New e-books from Edmond J. Safra Research Lab

June 30, 2015

Today marks the final day of the Edmond J. Safra Research Lab on Institutional Corruption. As this project comes to an end, we are very pleased to announce two new e-books by Lab Fellows Norm Alster and Daniel Weeks.

Norm Alster, Captured Agency: How the Federal Communications Commission is Dominated by the Industries it Presumably Regulates

Available as a free PDF on our website, or on Amazon for $0.99

Ever wonder who really runs Washington? Ever have the sense that the agencies which are supposed to regulate industry actually report to it? Ever get angry that Washington lawmakers and regulators seem more interested in protecting corporations than in protecting public health?
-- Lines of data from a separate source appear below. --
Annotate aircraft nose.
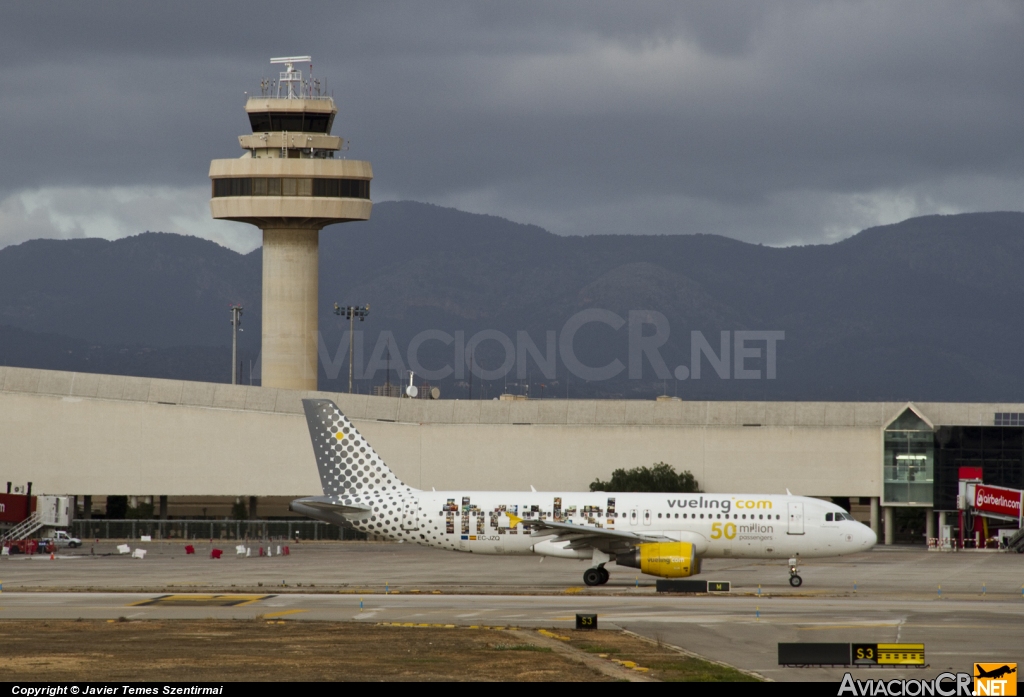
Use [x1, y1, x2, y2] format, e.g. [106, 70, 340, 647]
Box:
[862, 524, 878, 549]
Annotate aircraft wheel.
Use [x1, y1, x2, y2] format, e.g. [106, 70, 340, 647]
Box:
[789, 575, 803, 587]
[583, 568, 603, 587]
[598, 568, 610, 585]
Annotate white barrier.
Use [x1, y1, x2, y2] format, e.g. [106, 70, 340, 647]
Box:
[132, 548, 147, 559]
[117, 544, 131, 555]
[140, 535, 152, 542]
[236, 545, 246, 555]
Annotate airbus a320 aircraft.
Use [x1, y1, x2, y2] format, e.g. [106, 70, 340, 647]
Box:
[291, 400, 877, 587]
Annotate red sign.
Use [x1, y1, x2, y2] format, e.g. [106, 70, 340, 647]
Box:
[0, 494, 33, 523]
[974, 484, 1022, 519]
[959, 467, 984, 481]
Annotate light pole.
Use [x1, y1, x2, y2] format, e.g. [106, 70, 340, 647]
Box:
[229, 304, 243, 385]
[334, 303, 369, 393]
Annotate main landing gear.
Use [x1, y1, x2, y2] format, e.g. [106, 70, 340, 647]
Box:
[788, 557, 803, 587]
[583, 565, 610, 587]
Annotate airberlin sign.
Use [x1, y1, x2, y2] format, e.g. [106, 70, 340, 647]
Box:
[974, 484, 1023, 519]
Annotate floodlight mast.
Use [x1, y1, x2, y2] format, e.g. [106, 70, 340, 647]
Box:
[230, 304, 243, 385]
[334, 303, 370, 393]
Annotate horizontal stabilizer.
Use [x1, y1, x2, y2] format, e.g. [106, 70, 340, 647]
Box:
[289, 496, 372, 526]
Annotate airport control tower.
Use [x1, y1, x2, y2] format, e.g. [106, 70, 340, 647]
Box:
[210, 56, 372, 391]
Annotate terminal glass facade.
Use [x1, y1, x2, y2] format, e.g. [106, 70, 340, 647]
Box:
[934, 425, 1024, 511]
[883, 408, 934, 505]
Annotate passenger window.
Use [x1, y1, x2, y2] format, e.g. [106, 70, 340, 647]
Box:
[716, 514, 721, 519]
[674, 513, 679, 519]
[758, 514, 763, 520]
[825, 513, 833, 522]
[700, 514, 704, 519]
[658, 513, 662, 518]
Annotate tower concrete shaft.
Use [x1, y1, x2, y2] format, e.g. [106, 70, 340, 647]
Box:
[262, 228, 319, 389]
[209, 57, 372, 390]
Read Alster's fascinating account of how corporate technology interests have won inordinate access to – and power over – a major regulatory agency. The Federal Communications Commission sits at the heart of a bipartisan Washington web of institutional corruption that has for many years championed corporate interests, typically at public expense. Echoing industry, the FCC has ignored the growing evidence that wireless technologies pose serious health risks. It has indirectly taxed consumers billions to pay for the pet projects of tech executives and lobbyists. FCC policies have enabled cable companies to charge the highest rates in the world while forcing consumers to pay for channels they don't want.

How can all this happen in a system where elected representatives approve and supervise regulatory officials? An online survey conducted for this project suggests that corporate interests have a huge ally in public ignorance of their most damaging (but obscure) triumphs and tactics.

Daniel Weeks, Democracy in Poverty: A View from Below

Available as a free PDF on our website, or on Amazon for $0.99

What is the connection between poverty and politics today? Does money determine a person's political voice? Is poverty a democracy problem? To tackle these thorny questions, political reformer Daniel Weeks traveled 10,000 miles through thirty states by Greyhound bus, speaking with hundreds of fellow citizens living in poverty and recording his experiences on a poverty-line budget of $16 a day. From benches on Capitol Hill to the Lower Ninth Ward of New Orleans, from the desert colonias of New Mexico to Skid Row in L.A., his profiles and careful analysis put a human face on poverty and political inequality in the 21st century.

Building on the 2014 "Poor (in) Democracy" series for The Atlantic, this book explores the complex relationship between institutional poverty and political power, including how economic inequalities enter the political sphere and undermine political equality; how political arrangements deepen and entrench poverty; and what it means in real life to be poor and (seek to) participate in politics.

The stories Weeks recounts from "second-class citizens" across the United States challenge our cherished assumptions about the American dream. Consumed by the daily demands of subsistence and excluded from political participation by both formal and informal means, the people profiled are struggling to make their voices heard where it matters most: in politics. Their poverty is a problem – a moral outrage, in fact – but it's not the kind of problem we think. More than an economic or social concern, their poverty is political: it is embedded in the very structures of society and maintained by an unjust distribution of political power. To counteract systemic poverty and political inequality, Weeks proposes a slate of reforms aimed at strengthening American democracy, so that all citizens can make their voices heard.


You can find a full list of the Lab's e-books here. As the Institutional Corruption Lab comes to a close, the archives of our Fellows' incredible work on this issue will continue to live online. We encourage you to explore blog posts, working papers, podcasts, lecture videos, and seminar summaries. Our thanks to the hundreds of Fellows, faculty, and affiliates who have contributed to this impressive body of work over the last five years.